OSS are amazing things. They’re designed to gather, process and compile all sorts of information from all sorts of sources. I like to claim that OSS/BSS are the puppet masters of any significant network operator because they assist in every corner of the business. They assist with the processes carried out by almost every business unit.

They can be (and have been) adapted to fulfill all sorts of weird and wonderful requirements. That’s the great thing about software. It can be *easily* modified to do almost anything you want. But just because you can, doesn’t mean you should.

In many cases, we have looked at a problem from a technical perspective and determined that our OSS can (and did) solve it. But if the same problem were also looked at from business and/or operational perspectives, would it make sense for our OSS to solve it?

Some time back, I was involved in a micro project that added 1 new field to an existing report. Sounds simple. Unfortunately by the time all the rigorous deploy and transition processes were followed, to get the update into PROD, the support bill from our team alone ran into tens of thousands of dollars. Months later, I found out that the business unit that had requested the additional field had a bug in their code and wasn’t even picking up the extra field. Nobody had even noticed until a secondary bug prompted another developer to ask how the original code was functioning.
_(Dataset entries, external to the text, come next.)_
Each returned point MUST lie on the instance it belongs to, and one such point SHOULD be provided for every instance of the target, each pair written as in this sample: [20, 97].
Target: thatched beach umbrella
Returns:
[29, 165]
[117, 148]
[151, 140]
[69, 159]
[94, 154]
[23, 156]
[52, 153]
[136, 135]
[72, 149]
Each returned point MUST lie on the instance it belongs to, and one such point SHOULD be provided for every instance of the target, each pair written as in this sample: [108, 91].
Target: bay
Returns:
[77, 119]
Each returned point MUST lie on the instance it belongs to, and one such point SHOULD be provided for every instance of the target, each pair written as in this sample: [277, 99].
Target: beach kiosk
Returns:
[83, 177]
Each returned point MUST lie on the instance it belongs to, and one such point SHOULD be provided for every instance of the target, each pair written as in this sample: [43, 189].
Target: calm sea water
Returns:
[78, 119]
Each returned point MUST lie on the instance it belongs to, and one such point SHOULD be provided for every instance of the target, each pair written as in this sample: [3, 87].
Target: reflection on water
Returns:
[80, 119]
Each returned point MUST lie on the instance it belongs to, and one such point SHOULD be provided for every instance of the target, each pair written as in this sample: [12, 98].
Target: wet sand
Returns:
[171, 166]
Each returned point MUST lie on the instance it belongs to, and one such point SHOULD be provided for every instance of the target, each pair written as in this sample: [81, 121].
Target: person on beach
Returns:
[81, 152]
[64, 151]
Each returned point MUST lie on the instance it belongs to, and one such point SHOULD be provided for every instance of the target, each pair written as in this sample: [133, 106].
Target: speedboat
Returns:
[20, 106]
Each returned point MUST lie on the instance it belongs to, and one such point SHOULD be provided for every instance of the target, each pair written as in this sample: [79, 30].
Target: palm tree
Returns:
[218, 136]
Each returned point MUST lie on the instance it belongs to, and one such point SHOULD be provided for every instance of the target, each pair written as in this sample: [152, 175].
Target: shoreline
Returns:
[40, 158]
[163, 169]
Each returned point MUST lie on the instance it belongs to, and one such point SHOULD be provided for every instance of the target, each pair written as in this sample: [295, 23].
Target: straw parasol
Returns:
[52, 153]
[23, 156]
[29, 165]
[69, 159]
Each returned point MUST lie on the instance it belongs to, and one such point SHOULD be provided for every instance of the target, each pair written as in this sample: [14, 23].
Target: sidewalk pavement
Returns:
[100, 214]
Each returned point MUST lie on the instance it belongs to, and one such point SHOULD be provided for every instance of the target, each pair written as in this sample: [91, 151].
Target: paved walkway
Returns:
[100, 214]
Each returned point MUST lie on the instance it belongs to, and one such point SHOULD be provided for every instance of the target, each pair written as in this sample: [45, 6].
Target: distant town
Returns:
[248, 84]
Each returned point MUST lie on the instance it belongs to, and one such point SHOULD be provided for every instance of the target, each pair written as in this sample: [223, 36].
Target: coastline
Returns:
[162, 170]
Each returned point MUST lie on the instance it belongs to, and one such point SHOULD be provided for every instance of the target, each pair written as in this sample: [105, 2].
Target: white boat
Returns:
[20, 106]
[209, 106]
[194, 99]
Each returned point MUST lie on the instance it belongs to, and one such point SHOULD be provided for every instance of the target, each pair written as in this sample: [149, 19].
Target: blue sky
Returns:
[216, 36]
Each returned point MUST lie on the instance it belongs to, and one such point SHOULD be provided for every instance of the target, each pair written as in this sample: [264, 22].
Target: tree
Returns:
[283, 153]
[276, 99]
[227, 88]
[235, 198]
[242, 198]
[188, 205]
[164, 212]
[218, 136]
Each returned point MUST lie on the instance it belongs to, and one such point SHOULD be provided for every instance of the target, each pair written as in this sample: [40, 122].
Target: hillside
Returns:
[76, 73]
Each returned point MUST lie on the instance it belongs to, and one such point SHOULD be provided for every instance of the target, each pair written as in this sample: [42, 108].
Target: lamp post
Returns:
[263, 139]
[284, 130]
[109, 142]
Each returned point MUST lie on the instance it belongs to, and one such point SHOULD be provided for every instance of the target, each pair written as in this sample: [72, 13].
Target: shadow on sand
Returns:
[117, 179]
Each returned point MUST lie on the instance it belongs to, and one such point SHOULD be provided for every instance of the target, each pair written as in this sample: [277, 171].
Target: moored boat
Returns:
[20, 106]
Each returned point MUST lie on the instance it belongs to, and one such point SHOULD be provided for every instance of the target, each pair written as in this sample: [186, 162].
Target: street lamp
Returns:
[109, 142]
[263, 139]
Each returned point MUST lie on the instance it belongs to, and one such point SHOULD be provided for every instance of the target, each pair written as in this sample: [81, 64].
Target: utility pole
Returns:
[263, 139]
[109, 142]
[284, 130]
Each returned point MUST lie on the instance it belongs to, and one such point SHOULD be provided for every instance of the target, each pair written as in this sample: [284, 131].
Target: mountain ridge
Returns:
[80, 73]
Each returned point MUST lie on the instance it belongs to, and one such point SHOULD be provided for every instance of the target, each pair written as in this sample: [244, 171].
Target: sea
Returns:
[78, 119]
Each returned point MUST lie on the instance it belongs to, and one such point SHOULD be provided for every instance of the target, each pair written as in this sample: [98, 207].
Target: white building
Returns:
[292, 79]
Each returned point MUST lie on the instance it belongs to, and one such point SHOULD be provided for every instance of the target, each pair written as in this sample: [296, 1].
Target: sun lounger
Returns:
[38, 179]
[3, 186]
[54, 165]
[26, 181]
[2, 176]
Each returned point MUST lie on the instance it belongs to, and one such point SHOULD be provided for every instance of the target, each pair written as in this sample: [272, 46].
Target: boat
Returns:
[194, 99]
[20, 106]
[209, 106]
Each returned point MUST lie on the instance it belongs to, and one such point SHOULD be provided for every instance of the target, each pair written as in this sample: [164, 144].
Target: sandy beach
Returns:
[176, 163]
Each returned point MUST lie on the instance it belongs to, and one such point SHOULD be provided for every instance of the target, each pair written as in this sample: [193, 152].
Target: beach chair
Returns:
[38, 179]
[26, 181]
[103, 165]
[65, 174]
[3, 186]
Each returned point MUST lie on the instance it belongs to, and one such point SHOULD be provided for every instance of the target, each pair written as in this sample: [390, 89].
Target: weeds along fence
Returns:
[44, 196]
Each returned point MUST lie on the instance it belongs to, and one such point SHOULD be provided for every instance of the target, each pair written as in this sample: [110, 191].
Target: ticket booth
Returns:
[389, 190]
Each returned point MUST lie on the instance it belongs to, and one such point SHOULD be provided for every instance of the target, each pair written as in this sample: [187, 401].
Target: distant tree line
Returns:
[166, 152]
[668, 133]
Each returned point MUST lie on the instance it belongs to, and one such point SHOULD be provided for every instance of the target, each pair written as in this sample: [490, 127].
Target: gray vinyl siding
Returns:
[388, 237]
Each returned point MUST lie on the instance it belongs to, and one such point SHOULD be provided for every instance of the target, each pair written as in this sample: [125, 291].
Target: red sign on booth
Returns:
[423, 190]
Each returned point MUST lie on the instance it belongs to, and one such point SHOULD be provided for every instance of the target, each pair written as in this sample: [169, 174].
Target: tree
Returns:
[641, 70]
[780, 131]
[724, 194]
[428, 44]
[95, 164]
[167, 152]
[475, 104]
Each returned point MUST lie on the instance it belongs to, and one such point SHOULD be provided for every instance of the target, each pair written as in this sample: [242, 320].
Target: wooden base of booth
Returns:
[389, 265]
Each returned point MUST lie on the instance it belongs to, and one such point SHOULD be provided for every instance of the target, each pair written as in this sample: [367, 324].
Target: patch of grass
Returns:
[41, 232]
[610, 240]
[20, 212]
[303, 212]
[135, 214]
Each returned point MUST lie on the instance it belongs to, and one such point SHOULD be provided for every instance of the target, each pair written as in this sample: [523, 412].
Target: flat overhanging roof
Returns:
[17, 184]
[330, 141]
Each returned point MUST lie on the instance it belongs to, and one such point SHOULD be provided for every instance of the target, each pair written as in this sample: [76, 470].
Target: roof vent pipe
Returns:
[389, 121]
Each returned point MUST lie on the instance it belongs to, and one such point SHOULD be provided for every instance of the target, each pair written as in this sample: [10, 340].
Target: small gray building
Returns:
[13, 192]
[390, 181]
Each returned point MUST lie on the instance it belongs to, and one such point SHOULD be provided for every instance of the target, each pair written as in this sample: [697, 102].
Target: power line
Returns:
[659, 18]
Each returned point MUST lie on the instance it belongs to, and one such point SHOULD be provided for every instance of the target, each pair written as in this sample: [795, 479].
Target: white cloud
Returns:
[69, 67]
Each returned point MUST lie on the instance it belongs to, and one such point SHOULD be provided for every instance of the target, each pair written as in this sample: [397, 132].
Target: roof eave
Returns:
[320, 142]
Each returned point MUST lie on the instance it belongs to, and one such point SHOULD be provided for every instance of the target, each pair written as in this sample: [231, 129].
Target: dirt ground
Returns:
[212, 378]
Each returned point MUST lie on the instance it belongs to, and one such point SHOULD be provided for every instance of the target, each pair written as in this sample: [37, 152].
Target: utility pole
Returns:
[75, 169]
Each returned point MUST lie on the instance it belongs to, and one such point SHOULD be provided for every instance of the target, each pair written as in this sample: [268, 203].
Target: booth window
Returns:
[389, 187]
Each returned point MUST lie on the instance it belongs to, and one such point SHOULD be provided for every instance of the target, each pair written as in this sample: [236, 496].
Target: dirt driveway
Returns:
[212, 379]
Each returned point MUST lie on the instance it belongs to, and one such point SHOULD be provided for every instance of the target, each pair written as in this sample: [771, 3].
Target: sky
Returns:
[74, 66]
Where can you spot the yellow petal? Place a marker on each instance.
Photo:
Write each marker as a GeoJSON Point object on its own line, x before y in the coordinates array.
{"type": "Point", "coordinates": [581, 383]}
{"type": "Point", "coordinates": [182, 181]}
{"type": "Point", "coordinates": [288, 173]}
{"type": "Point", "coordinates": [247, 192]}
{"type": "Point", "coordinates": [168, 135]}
It wasn’t deemed important enough to fix. Many tens of thousands of dollars were wasted because we didn’t think to ask up the design tree why the functionality was (wasn’t) important to the business.

Other examples are when we use the OSS to solve a problem by expensive customisation / integration when manual processes can do the job more cash efficiently.

Another example was a client that had developed hundreds of customisations to resolve annoying / cumbersome, but incredibly rare tasks. The efficiency of removing those tasks didn’t come close to compensating for the expense of building the automations / tools. Just one sample of those tools was a $1000 efficiency improvement for a ~$200,000 project cost… on a task that had only been run twice in the preceding 5 years.